Krirajagat
- First issue of Krirajagat featuring Khurshida Aktar Khushi
- Native name: ক্রীড়াজগত
- Editor: Dulal Mahmud (2 November 1996 - present)
- Former editors: Tawfiq Aziz Khan Badiuzzaman Shamsuddin Mehedi
- Categories: sports magazine
- Frequency: biweekly
- Publisher: National Sports Council
- First issue: July 20, 1977; 48 years ago
- Country: Bangladesh
- Based in: Dhaka
- Language: Bangla

= Krirajagat =

Bangladeshi sports magazine

Krirajagat (ক্রীড়াজগত, ) is a fortnightly sports magazine that serves as the official national sports periodical of Bangladesh. Published under the auspices of the National Sports Council. The inaugural issue of Krirajagat was released on 20 July, 1977. Since its inception, the magazine has played a pivotal role in preserving rare statistics, archival photographs, and in-depth narratives related to the evolution of sports in the country. It is widely regarded as a vital historical repository for researchers, enthusiasts, and sports historians alike. Since 2017, each 64-page issue of Krirajagat has been made available not only in print but also through digitize format.

== History ==
The first issue of Krirajagat was published on 20 July 1977, funded by the National Sports Regulatory Board, the predecessor of the National Sports Council. The cover of the inaugural issue, featured a photograph of gymnast Khurshida Aktar Khushi. In its initial years, the magazine was printed on newsprint. The publication later adopted white offset printing, followed by the introduction of full-color print editions. Originally comprising 48 pages, the magazine was later expanded to a 64-page format. In 2017, on the occasion of its 40th anniversary, Krirajagat began offering a digitized version alongside its print edition.

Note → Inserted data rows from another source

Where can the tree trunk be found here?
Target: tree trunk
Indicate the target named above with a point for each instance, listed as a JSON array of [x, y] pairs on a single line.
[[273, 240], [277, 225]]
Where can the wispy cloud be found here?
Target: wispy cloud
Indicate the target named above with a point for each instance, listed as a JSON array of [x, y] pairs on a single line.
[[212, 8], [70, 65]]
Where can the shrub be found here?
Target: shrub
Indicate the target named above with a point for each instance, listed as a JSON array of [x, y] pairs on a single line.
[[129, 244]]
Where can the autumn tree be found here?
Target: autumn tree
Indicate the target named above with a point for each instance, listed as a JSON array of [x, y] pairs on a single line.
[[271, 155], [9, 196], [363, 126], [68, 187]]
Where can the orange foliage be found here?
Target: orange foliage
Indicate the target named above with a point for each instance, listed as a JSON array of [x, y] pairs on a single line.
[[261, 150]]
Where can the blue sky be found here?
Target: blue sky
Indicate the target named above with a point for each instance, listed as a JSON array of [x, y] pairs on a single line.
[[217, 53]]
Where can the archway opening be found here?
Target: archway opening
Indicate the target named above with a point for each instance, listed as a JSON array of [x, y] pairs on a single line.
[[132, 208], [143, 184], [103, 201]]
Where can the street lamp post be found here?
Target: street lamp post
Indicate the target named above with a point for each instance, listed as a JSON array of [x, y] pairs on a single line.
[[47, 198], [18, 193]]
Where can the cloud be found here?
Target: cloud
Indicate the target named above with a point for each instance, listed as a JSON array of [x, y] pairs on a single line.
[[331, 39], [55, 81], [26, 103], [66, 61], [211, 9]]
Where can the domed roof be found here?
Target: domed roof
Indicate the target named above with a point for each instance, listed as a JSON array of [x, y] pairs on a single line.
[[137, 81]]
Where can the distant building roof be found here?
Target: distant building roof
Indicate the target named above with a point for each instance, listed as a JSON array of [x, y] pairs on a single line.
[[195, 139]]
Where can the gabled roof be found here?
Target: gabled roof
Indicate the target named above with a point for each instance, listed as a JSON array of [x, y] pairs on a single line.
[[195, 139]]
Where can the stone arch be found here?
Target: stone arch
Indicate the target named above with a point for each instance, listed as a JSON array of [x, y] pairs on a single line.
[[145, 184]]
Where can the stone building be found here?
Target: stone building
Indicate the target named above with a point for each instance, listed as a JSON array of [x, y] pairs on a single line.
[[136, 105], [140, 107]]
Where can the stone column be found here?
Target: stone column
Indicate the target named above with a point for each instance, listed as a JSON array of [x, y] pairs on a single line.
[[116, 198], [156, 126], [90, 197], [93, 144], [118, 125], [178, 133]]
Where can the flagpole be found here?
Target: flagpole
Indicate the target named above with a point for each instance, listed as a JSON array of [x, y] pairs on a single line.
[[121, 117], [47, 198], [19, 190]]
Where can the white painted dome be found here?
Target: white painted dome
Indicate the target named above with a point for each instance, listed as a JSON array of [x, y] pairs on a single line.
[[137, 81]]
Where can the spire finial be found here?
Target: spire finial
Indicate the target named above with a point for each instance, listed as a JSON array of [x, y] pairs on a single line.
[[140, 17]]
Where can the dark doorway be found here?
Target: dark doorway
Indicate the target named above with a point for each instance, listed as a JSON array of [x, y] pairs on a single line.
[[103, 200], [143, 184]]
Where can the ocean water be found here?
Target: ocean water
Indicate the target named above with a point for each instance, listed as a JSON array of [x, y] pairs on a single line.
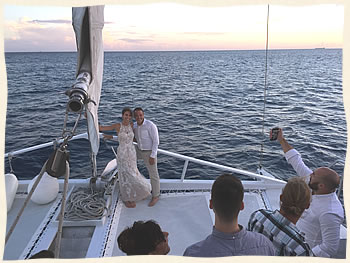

The founding editor of Krirajagat was Tawfiq Aziz Khan. He was succeeded by a series of notable editors, including Badiuzzaman and Shamsuddin Mehedi. Since 2 November 1996, Dulal Mahmud has served as the magazine’s fourth and current chief editor.

== Special Features ==
Since its inception, the magazine has preserved comprehensive information, history, photographs, and statistics related to the sports of Bangladesh, serving as a primary source of sports-related quotations. Many have had started their career in sports journalism through this publication. The magazine pioneered the practice of publishing articles about the personal lives of Bangladeshi athletes along with their colorful photographs. While daily newspapers often do not publish the complete results of various sports events, Krirajagat presents results and historical records in detail, including statistics.

== Regular Sections ==
In addition to various sports reports and detailed results, quizzes and the “Maath-Gallery-Stadium” feature are among the regular sections of the biweekly magazine.